Unless we have found a relationship with Christ that no other passion or pleasure can satisfy, we will continue to look elsewhere for those basic things that we all need and will do literally anything to get... even things that go against our better judgement or moral conscience. And many of these so-called "lacks" generate from childhood where, if we failed to be loved and received in community and family as ought, we end up being saddled with this perpetual driving need that we're always looking to have met through our whole lives. Even if we've met the Master and read the Word, it can still sometimes not be strong enough to offset those insecurities, lies, impulses, deficiencies that have made their home in your brain for all your life. 

 

At any one time, we're each creating literal neurological pathways in our brains that shape who we are going to become.

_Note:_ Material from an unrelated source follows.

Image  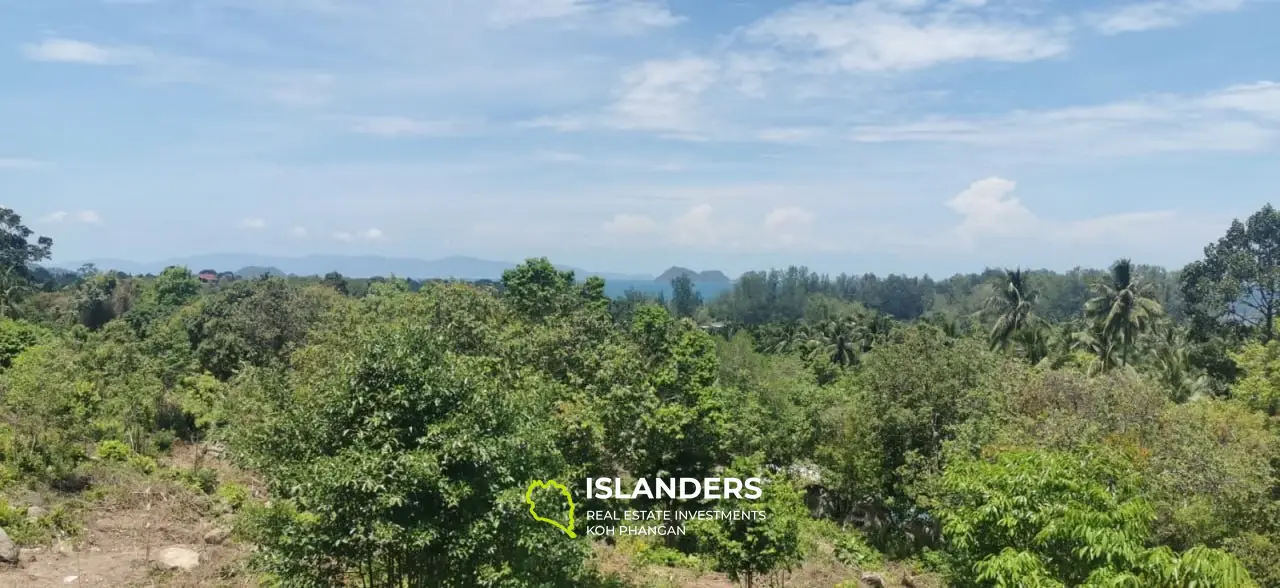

Our brains are never stagnant unless we choose to let them be. That is why there is such power in the things we tell ourselves and let others tell us because we're either moving closer or further from the truth with every syllable. We're either slowly letting go of the untruths or letting the untruths go down even deeper. We're either letting the Voice who called stormy waters still our souls or we're letting the voice of the Accuser continue to drown over and over and stir our hearts into a tempest. 

 

So... where do you go from here if this is your story, your reality? 

 

You realize, foremost, that just because you let the Master down doesn't mean He's let you down. Just because you feel like a fraud, an imposter, a hypocrite doesn't mean that has to be your definition for the rest of your days. Yes, you may have disappointed many...including yourself... but the hope here is that your brain can learn another way. Your heart can mend. You can start over with Jesus. You may not be allowed to start over with others who hurt you or you hurt them too deeply. You may not be able to start over with judgmental know-it-alls who fail to forgive you and help you heal. But the heart of the Father is for your redemption. 

 

Psalm 103:14 says it well when it reminds us that God "knows how weak we are" and "remembers that we are only dust." The One who stepped down into time and space in human form understands and gives grace for our flawed humaneness. He gets it that we are imperfect. But the glorious reality and stunning hope is this: we are still forever loved, accepted, and adored by Him even in the face of our tremendous failings. When we come to Him in a repentant heart to make things right, He will never turn us away. Our sins may be numerous, but they are never too many to outweigh His mercy. 

 

And from that place of heavenly grace, we can then go a little softer on ourselves and realize that our attempts to gain acceptance, value, love, connection, and meaning are simply cries uttered from a deeper lack. Our failings are warning signs to stop our numbing, striving, hiding and listen to our own stories for what they truly are. Only when we have been able to make peace with the unfulfilled places in our lives can we then admit that we need help: that we need to put down the alcohol, quit pornography, end the affair, turn ourselves into a rehab center, go see a counselor, find community, seek forgiveness, and let ourselves be drawn close to the beating heart of God. 

 

Once we realize that pain can override our faith, we can stop beating ourselves up for feelings and emotions and behaviors that are simply trying to tell us we aren't getting what we need... and perhaps we never did. But it's not too late to have the story re-written. Over-ridden doesn't mean forever helpless and hopeless. God is in the business of restoration and those who truly want the best for you are too. This doesn't have to be the end. I hope you believe that for yourself and those you love.